Infectious Prion Digested by Crows

Infectious Prion Digested by Crows

Author: ChemistryViews

Kurt C. VerCauteren and colleagues, United States Department of Agriculture, Animal and Plant Health Inspection Service, Wildlife Services, National Wildlife Research Center, Colorado, USA, show in an experiment that American crows (Corvus brachyrhynchos) function as passive carriers or dispersers of infectious prions. Prions are misfolded proteins inducing the misfolding of proteins into prions in an organism. They are responsible for the transmissible spongiform encephalopathies (TSE) diseases in mammals, including bovine spongiform encephalopathy (BSE) in cattle and Creutzfeldt–Jakob disease (CJD) in humans.

As avian scavengers, crows may consume tissue of animal carcasses infected with prions. The reseachers found that readily available mouse-adapted scrapie (PrPRes) can remain infectious after passage through the digestive tract of crows. They force-fed 20 American crows with PrPRes. Mice, inoculated with fecal extracts obtained from the crows, all tested positive for prion disease.

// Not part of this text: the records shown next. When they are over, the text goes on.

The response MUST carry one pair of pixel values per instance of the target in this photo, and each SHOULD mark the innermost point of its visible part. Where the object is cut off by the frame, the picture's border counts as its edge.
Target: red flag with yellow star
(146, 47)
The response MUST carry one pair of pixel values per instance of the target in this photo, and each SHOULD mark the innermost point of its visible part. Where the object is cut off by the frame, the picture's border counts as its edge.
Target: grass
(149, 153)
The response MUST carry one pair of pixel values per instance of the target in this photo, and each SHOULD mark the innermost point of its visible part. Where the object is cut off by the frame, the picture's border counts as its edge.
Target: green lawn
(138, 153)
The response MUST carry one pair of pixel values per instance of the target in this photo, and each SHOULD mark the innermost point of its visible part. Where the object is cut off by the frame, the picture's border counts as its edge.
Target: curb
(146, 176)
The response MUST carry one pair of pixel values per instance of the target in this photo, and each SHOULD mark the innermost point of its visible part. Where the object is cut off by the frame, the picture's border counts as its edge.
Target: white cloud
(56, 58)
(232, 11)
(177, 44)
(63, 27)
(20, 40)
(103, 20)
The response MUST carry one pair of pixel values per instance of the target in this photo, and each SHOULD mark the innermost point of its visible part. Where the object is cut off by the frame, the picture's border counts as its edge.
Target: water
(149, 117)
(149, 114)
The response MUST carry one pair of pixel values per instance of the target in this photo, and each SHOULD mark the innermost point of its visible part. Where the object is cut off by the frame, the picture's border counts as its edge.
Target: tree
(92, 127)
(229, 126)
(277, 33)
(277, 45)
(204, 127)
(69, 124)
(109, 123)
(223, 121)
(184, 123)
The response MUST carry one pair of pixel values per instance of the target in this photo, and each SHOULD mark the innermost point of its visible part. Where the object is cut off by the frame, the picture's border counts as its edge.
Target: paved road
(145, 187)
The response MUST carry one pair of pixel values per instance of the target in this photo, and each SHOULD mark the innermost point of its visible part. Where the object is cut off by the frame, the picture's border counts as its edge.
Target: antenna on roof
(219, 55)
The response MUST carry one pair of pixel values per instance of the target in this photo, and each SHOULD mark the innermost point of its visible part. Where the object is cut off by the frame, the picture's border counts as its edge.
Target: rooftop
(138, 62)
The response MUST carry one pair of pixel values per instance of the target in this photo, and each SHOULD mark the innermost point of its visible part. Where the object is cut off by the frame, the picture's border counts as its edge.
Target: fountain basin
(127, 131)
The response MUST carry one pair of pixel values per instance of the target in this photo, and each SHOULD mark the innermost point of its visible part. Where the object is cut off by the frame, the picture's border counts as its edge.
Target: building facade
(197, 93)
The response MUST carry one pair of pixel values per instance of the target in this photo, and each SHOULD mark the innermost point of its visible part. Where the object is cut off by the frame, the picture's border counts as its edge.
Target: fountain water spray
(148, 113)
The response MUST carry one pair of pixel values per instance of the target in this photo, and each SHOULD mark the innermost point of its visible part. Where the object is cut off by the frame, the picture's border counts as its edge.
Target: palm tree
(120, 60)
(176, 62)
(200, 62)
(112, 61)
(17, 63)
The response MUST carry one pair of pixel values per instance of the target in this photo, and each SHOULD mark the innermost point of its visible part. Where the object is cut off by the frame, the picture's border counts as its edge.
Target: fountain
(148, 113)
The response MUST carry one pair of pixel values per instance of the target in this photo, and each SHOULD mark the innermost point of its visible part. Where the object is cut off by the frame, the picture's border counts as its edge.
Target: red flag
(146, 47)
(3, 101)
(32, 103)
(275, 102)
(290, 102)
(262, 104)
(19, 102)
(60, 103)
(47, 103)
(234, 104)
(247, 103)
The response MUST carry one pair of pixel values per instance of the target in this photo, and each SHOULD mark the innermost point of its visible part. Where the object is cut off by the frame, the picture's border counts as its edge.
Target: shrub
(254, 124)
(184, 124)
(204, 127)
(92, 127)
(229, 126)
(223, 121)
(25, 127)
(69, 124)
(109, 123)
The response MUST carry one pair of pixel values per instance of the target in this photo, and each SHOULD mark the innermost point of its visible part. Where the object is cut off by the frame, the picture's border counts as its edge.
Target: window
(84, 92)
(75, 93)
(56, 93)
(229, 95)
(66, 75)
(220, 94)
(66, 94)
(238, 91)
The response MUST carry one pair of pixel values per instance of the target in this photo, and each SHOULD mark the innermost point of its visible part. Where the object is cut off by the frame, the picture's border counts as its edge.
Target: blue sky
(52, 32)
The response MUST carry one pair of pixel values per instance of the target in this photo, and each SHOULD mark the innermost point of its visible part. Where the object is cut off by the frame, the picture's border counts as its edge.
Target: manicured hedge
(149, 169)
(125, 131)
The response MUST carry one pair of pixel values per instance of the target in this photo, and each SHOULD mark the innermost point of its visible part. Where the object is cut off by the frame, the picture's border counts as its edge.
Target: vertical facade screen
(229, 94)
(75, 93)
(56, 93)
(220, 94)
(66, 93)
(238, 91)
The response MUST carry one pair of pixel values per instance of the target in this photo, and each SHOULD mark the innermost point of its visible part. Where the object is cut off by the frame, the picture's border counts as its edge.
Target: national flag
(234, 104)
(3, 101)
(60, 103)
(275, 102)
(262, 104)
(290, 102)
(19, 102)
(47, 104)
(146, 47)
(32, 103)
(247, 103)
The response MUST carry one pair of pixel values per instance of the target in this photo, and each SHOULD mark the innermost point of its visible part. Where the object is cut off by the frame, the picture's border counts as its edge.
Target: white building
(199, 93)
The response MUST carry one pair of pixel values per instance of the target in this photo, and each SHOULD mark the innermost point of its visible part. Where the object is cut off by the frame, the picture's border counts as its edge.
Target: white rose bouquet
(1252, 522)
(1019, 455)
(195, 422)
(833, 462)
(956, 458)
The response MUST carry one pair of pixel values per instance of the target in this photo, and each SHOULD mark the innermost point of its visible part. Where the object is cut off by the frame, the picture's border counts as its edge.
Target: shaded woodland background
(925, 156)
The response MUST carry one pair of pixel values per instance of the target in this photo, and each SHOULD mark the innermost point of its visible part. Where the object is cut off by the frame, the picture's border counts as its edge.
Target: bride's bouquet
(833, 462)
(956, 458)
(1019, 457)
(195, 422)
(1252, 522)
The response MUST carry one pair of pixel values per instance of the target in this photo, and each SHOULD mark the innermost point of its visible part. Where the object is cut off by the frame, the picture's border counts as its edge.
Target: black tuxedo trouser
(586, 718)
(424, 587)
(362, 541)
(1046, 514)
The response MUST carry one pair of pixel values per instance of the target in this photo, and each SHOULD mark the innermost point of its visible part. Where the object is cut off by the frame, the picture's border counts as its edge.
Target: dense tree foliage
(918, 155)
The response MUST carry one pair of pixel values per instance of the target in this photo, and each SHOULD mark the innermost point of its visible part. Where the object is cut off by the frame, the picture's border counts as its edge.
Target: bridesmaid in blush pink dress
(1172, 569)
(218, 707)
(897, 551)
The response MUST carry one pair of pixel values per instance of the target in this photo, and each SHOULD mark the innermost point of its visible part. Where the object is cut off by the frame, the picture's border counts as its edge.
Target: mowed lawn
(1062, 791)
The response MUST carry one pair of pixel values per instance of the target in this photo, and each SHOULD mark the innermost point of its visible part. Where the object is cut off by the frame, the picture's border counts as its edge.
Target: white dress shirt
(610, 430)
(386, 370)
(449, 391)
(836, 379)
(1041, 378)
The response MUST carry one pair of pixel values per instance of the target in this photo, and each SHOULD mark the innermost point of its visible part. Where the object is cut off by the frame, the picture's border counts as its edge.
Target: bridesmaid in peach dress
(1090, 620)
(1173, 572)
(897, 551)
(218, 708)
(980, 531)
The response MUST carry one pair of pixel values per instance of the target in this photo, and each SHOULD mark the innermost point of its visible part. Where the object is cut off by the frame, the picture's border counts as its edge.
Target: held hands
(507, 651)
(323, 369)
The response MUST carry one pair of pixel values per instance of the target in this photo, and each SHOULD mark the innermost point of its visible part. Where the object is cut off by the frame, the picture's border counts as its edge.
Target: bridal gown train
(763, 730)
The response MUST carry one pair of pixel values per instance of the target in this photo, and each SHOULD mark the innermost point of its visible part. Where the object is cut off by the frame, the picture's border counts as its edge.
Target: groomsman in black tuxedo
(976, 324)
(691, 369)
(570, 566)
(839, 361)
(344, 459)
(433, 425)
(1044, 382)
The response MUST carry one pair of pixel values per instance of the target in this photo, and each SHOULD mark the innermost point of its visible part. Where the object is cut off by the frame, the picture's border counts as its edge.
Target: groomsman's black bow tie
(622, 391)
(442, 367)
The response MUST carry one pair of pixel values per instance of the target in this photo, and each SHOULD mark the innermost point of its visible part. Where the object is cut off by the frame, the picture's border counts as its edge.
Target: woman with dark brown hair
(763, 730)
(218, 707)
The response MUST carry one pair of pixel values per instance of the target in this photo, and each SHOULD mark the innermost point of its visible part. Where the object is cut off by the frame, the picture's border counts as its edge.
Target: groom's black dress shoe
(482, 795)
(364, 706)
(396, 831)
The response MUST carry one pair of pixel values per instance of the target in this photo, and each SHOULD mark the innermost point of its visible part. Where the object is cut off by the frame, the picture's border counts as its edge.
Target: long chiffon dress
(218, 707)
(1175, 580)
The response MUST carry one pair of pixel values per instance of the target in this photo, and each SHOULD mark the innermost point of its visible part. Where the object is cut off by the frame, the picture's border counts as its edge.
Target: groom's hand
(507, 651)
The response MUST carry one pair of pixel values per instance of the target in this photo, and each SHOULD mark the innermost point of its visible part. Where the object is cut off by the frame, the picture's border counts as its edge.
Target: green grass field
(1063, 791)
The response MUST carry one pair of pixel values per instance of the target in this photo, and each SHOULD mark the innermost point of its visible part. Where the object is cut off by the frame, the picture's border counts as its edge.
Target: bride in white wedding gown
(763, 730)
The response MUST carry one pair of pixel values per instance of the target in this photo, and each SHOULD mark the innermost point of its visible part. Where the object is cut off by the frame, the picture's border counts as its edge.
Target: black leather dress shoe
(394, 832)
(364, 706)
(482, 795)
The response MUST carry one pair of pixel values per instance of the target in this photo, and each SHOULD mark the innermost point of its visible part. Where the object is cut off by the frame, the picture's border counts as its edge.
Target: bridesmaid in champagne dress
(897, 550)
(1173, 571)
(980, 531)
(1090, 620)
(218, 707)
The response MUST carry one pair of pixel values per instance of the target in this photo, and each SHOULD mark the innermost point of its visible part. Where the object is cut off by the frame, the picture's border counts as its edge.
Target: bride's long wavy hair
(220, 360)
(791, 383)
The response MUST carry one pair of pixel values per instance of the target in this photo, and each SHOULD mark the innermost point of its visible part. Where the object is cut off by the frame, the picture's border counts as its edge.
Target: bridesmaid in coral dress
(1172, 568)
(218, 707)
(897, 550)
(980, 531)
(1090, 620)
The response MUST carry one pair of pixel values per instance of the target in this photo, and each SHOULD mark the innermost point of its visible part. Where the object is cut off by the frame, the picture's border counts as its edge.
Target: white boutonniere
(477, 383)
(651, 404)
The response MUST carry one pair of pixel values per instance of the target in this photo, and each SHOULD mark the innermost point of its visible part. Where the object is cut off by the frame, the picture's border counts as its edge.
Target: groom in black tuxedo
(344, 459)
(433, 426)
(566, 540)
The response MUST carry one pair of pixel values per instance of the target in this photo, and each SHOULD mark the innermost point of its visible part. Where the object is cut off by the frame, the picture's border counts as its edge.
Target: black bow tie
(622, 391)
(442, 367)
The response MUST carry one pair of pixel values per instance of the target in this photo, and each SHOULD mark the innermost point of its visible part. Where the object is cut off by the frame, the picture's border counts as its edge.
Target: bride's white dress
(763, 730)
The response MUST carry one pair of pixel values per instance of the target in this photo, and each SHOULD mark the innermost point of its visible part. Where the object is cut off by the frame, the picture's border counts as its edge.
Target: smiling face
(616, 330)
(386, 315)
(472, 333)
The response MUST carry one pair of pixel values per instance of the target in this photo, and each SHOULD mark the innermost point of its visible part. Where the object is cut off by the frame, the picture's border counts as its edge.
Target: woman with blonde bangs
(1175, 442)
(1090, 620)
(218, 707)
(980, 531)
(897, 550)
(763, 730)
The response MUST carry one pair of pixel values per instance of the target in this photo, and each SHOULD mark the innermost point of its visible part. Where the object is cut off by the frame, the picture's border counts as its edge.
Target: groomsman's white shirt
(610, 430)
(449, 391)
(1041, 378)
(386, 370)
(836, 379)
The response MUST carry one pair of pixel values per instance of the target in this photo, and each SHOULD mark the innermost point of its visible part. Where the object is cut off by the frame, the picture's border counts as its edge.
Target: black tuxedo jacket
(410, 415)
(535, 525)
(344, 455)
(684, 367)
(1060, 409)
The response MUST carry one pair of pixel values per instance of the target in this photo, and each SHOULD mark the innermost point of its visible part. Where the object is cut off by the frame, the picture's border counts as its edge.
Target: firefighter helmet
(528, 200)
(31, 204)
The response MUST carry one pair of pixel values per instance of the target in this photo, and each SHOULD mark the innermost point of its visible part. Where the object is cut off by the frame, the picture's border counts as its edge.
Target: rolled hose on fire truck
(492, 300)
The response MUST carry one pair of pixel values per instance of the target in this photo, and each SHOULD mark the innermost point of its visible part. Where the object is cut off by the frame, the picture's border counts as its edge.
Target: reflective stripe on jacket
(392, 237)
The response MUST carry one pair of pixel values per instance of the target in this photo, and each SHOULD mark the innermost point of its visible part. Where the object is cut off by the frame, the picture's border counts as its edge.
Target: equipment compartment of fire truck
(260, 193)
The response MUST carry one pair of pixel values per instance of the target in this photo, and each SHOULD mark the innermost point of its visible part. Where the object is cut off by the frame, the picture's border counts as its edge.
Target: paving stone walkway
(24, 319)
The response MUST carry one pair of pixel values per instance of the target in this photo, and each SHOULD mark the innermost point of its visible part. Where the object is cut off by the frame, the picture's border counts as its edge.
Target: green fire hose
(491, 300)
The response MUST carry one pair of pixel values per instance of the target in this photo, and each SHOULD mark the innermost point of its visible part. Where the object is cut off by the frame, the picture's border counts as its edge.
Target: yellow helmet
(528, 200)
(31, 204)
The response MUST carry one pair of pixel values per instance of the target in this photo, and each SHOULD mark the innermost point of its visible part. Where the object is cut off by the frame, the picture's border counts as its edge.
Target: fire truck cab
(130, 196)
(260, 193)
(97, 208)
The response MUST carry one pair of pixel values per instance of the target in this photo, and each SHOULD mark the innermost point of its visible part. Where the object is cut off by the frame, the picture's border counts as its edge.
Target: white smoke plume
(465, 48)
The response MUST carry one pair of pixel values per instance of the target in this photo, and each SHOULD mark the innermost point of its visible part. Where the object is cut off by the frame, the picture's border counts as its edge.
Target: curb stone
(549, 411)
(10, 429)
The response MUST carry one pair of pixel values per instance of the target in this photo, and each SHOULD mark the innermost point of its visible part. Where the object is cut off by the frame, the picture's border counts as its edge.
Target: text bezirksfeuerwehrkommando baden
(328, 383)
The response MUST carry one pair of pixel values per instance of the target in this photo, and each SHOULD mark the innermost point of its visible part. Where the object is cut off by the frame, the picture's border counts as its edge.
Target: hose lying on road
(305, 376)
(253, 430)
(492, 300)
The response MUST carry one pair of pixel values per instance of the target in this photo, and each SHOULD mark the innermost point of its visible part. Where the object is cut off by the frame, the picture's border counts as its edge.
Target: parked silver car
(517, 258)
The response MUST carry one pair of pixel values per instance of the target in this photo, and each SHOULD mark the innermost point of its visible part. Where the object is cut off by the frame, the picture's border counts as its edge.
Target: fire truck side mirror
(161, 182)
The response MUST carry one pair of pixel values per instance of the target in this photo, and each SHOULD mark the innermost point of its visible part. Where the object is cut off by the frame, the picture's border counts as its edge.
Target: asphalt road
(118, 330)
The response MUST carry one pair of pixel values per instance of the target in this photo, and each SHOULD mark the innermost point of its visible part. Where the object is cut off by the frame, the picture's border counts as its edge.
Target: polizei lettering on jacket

Crows travel up to 80 km/d, therefore, they can spread the prions over large distances via their feces. Once in the soil, PrPRes may persist more than two years, potentially enabling increased site contamination over time.

Further experimental trials involving TSE prions obtained from ovine, bovine, and cervine carcasses are required to definitively evaluate passage of natural TSEs through digestive systems of scavengers and predators. But similar behaviour is very likely.